Иисус идет, не касаясь густой травы,
беспечный – от костела до кабака.
И карты
рая брезжат передо мной,
натянуты на темные бреши дня.
И крылья падших изрешетивший зной
покалывает нежно тебя/меня.
:::
Солнце
бьет в глаз восточному соседу,
пересекающему соборную площадь,
мощенную булыжником позднего нанзианзина,
вбитым в русский торф гастарбайтером
победившей орды.
Трудно тянется день над стрелкой затрапезных
рек,
хмуря монгольские скулы,
и павшие витязи высылают вранов и
голубиц своих душ
вкусить его сдобной ветхости.
Жизнь
лишь начинается. Я пью стоя…
:::
Розово-сладкий
бит
яблочной густоты.
Если кто не убит,
пусть это будешь ты.
Тот, кто с тобою ест
яства, пусть он и есть я;
золото здешних мест
требует тонкой лести.
Правая
твердь в левых морях.
Бравая смерть. Блеф сентября.
:::
Как
бы то ни было,
открытый висок искушает,
кажется,
сильнее, чем обнаженная шея;
их незащищенность – наше
оружие, вольных стрелков.
Небо,
небо, небо
(дезо, серебристое наподобие
махового крыла альбатроса,
асфальтовая повязка ниндзя,
иероглиф ’янтарь’
(осенний покой комнаты
при закрытых дверях;
он же ласковая улыбка пены,
льющейся через край бокала))!
Тонут в предвечности чаячьи крики,
но есть ли надежда на хоть одну еще
зиму?
Горстка
бакенов:
знак в море oкон.
Уходящий
в ночь плачет,
остающийся в ней –
платит.
Морской
закон.
:::
Под
вечер он вышел за городские ворота.
Волосы стелились по ветру серой поземкой.

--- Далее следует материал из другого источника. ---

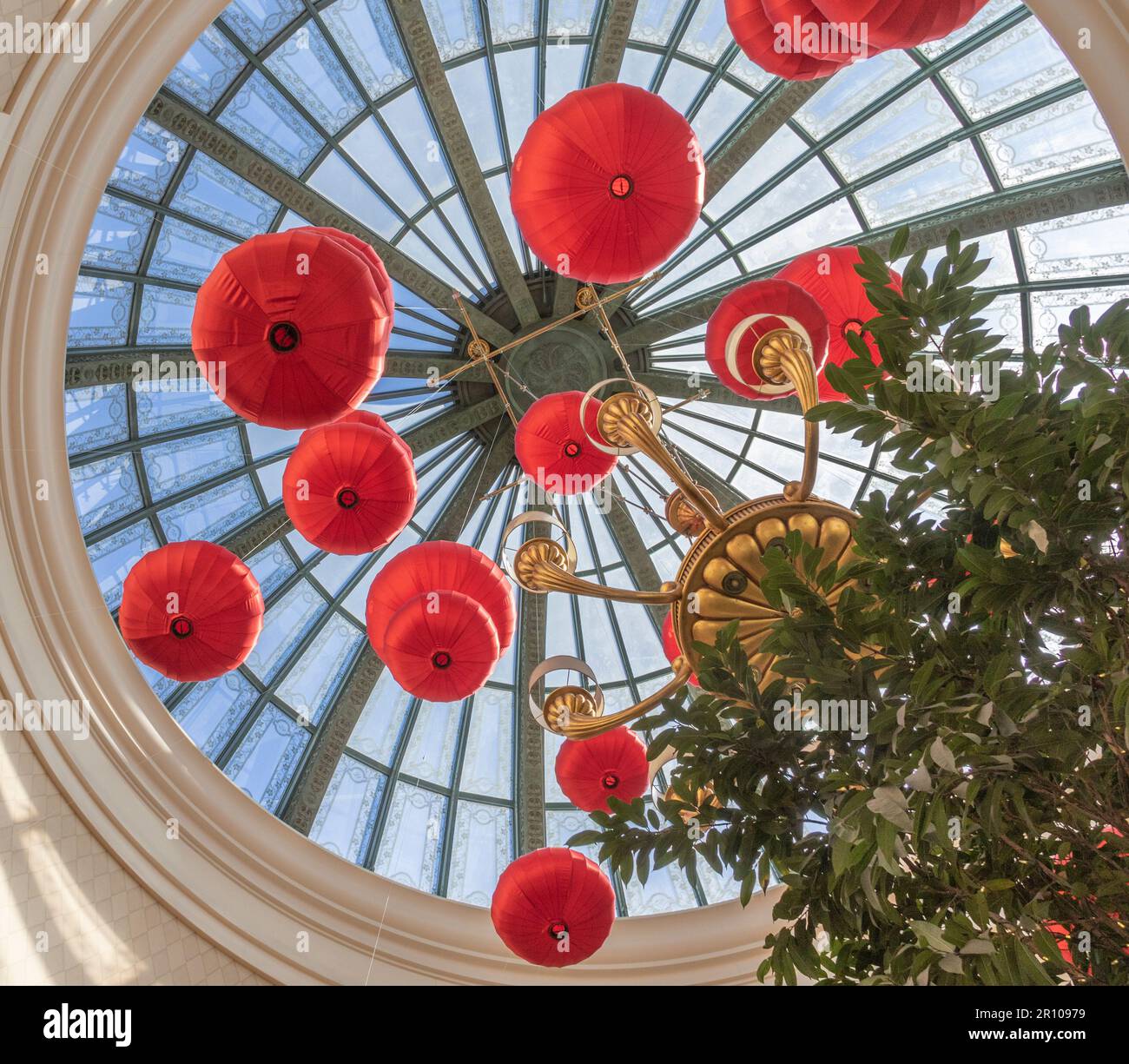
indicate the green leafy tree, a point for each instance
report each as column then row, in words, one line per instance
column 979, row 833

Осенние листья медом текли мимо рта.
Дорога раскачивалась от ударов подземки.
И он
отнюдь не казался нищим в щипках,
щенках
и городках лоскутного одеяльца.
Но, когда почувствовал сок на веках
и воск на щеках,
то, не оборачиваясь, узнал эти пальцы.
Ибо
бои подступали к его судьбе,
и он прорывался с ними сквозь боль
и муку.
Но, когда почувствовал кровь на шее
и кровь на губе,
то, не оборачиваясь, признал эту руку.